I just got this from MIL. Now this woman has been on my side the whole time and something in her turned. We live in a small town and the only people I talk to in detail is my sister and 2 close friends about this. Everyone else's opinion is based on what a schmuck H is being in not standing up and his ongoing R with OW. OW keeps it no secret that they talk and MIL seems to think I am slandering her poor innocent baby....tell me how you think I should respond..I changed names obviously...
Dear SO2, How did the kids and you like the gifts we sent? I'm glad you are feeling better. I had a long talk with H and mainly listened. He has a caring heart and does care about you and the baby because he did father it. Without repeating what we talked about all I can say SO2 is there is no laughter between you two or fun times, or giggling times. We were there at H's one time when OW and the boys were over and there was a lot of laughing with all of them....which is important for someone who has had cancer. To judge and try to find out if he is sexual with her is not minding your own business. If he does not drink while visiting you and you want him to be a part of baby's life, you need to continue to be loving and kind. "You can catch more bees with honey than with vinegar". That means to me that all the prying and trying to find out what he's doing or not doing is not healthy. The power is in PRAYING for him every day as I do. When my other sons are with H more often than you are I can hear how he is doing. All I would like you to do is see your own reaction to what you do not have and try to change that. H will change, men are slow and we are impatient and want our way. Laughing is an intragal part of being truly human, even if its only on t.v. I'm sorry you had to spend New Years alone because H did too.

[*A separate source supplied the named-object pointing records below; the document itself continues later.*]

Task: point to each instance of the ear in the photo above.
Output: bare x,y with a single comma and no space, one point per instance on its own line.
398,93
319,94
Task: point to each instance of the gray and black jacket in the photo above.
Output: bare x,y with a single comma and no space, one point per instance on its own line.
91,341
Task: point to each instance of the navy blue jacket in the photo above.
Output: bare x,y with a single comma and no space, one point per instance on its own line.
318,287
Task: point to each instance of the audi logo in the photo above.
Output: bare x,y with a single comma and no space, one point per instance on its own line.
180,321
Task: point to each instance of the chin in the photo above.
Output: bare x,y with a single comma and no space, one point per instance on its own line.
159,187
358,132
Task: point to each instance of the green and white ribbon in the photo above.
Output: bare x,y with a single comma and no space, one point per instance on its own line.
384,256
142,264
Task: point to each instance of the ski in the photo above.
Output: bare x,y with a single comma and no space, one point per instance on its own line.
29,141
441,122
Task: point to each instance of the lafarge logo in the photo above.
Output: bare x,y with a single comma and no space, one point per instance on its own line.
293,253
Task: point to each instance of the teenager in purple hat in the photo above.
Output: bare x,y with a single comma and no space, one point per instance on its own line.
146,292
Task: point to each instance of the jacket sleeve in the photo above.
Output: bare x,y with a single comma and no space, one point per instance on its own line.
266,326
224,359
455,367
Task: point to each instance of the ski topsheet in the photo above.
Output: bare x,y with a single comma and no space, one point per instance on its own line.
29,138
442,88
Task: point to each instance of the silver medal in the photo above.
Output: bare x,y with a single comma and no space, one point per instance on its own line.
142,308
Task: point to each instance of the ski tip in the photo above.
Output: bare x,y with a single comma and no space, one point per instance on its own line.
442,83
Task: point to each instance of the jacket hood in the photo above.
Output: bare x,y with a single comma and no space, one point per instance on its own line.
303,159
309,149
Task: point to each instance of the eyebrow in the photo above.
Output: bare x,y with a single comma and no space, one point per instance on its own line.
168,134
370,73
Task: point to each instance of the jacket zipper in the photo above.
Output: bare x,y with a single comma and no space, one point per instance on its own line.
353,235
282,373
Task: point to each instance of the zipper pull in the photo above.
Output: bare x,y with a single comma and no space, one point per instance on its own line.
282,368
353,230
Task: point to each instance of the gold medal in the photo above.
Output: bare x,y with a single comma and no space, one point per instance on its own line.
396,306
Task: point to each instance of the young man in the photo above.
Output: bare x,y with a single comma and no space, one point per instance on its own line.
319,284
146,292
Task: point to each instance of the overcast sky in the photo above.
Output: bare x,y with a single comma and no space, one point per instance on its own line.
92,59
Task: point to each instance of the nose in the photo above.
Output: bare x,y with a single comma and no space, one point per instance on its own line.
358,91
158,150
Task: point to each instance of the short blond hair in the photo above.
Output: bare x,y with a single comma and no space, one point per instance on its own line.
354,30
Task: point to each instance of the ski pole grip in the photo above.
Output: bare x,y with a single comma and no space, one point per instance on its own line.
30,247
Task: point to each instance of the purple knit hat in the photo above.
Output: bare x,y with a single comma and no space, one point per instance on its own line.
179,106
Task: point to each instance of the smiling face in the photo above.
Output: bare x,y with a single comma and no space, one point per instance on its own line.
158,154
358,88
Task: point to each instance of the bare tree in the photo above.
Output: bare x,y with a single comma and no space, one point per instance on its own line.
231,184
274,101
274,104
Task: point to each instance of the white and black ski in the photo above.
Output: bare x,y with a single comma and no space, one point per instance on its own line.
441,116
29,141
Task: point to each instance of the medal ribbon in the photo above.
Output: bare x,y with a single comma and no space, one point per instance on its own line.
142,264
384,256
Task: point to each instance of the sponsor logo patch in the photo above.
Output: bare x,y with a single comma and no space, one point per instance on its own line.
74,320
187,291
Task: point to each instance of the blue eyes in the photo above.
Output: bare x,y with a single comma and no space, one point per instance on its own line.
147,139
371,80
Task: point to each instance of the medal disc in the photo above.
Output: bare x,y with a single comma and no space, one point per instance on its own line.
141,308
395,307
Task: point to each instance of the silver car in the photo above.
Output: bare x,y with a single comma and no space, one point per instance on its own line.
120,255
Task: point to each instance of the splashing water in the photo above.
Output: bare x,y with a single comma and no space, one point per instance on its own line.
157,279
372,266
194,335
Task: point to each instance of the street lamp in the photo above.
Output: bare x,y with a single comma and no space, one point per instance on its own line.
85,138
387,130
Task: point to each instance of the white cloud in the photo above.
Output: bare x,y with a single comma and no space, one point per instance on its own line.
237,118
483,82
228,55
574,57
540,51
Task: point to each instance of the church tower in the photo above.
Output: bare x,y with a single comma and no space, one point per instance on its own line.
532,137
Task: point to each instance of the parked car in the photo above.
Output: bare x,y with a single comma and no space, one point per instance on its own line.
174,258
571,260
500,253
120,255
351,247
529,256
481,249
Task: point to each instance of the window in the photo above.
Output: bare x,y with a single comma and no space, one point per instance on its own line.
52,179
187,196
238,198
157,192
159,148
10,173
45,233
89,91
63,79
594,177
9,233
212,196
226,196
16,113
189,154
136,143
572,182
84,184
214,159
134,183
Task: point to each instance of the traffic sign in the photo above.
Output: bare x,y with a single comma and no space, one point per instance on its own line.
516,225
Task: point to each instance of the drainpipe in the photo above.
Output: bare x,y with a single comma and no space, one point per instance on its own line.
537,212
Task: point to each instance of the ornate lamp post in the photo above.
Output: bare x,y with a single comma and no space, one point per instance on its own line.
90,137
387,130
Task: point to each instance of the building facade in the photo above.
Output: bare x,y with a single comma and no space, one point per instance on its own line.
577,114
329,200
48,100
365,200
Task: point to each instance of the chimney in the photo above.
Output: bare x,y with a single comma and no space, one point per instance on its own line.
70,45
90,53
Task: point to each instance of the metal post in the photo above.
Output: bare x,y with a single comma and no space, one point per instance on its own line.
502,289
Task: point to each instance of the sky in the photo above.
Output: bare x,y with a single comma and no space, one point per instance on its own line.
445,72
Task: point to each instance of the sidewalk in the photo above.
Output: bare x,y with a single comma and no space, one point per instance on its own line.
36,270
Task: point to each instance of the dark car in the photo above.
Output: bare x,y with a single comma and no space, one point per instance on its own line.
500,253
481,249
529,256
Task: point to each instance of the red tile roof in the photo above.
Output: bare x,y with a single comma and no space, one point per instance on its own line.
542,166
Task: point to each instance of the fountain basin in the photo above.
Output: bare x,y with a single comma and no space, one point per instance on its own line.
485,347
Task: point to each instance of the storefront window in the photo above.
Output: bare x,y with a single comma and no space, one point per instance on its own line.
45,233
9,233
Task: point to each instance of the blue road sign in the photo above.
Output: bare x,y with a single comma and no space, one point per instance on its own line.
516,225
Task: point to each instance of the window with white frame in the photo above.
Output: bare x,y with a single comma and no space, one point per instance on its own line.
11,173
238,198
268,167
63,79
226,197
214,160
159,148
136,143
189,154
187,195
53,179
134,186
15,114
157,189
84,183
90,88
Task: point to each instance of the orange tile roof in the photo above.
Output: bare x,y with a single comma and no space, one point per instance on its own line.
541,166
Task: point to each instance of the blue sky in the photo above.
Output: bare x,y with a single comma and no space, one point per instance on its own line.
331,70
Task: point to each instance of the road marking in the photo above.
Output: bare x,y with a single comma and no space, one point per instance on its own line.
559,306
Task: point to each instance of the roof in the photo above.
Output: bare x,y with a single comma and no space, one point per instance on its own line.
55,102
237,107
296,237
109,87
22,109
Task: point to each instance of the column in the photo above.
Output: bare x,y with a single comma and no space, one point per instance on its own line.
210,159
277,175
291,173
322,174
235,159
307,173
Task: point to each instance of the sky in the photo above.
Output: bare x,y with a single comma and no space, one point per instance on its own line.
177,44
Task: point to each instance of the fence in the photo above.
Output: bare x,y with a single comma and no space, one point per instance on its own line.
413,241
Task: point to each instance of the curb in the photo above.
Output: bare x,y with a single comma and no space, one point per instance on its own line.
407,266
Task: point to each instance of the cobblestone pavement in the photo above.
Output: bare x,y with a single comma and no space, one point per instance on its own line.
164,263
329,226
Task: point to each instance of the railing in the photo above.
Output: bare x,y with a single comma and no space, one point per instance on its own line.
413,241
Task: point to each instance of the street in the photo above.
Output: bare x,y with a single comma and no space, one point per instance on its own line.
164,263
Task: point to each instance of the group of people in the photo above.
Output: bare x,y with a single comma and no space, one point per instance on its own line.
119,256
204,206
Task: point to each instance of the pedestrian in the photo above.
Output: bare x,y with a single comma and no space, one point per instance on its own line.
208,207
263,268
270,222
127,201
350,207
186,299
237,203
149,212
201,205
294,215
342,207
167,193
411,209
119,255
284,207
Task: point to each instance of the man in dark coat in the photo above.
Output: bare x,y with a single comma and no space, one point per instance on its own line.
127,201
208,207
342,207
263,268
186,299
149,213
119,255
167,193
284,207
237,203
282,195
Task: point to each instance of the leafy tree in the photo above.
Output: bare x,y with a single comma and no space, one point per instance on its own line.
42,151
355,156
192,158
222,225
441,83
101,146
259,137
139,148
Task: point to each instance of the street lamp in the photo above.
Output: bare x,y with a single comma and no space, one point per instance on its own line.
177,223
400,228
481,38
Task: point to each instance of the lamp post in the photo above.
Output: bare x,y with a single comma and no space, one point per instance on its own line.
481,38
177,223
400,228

As far as his drinking............he is the only one to say if he is an alcoholic or not. He is a wonderful, caring person and is good to his girls, and H's ex wife says she would not let them be in a vehicle with H if he is drinking. Maybe he has decided to watch out since so much Gossip has gone on in the valley. I'm sending you a book and I wrote in it to you. I want to hear how you are feeling and how the baby is but not gossip about H. He is my son and I will always love him and stand behind him especially if he is not drinking. If you want to have any kind of a relationship with the father of your baby you need to stop being jealous (its a sin) and Gossiping about everything you can find out. Gossip is agaist the 4th and 5th commandment. Also men and women see things totally different anyway and you can relax and invite H (after praying) to appointments and different occasions where the baby is concerned. And the next time you see Fr. priest try to tell him how your feeling (jealousy, gossiping, etc etc) not what H is doing or not doing. You will never win him to your way of thinking unless it is God centered. Only tell one person (your sponsor or a priest how everything makes you feel) and try not to blow everything out of porportion. I have listened to you lots of times now and feel you have a full time job practicing patience, managing your anger, and if he does get drunk or drink it is non of our business. So when you do invite him over to share baby with you, you can be free of any of the above. When I say you have blown everything out of porportion I'm going by what his siblings have said also. H know we will not be on his side if he is drinking and using anything. So far his boss says he is responsible and does his job. I do not believe he is happy living alone but its far better to live alone than to 'live in a house with a nagging wife'. It says in scripture 'its better to live on the corner of a roof ' than to live in a house with a nagging woman an no laughter................ In alanon I learned to fake it till I make it. Ask the girls what their experience is in Alanon about that saying.
I love you as my daughter-in-law but I love my son also and will stand behind him if he does the right thing. Everything cannot be always our way and if you step back and look you will eventually see you will possibly never have a husband if you are not willing to continue to change yourself and that means not talking about anybody to anybody else. In Alanon it says to never repeat anything said there and it is the same in a household or in a town. Even if someone is drunk it is not to be repeated so as to defame his character. Remember God loves us all as we are even if we need to change.
Our Mother, Mary always contemplated everything the Lord and family said in her heart. She is our model and yes it is hard to follow but we are here to improve our tempermants and learn how to live peacefully in our homes and society.
Me: 46 FWS: 36 Married and Divorced 4/07, Pregnant 7/07,False R 7/07 Baby Girl born 3/08 Kicked him out because OW: 7/08 5/10 He realized what he had and lost. Moved home! REMARRIED 3/14/11!!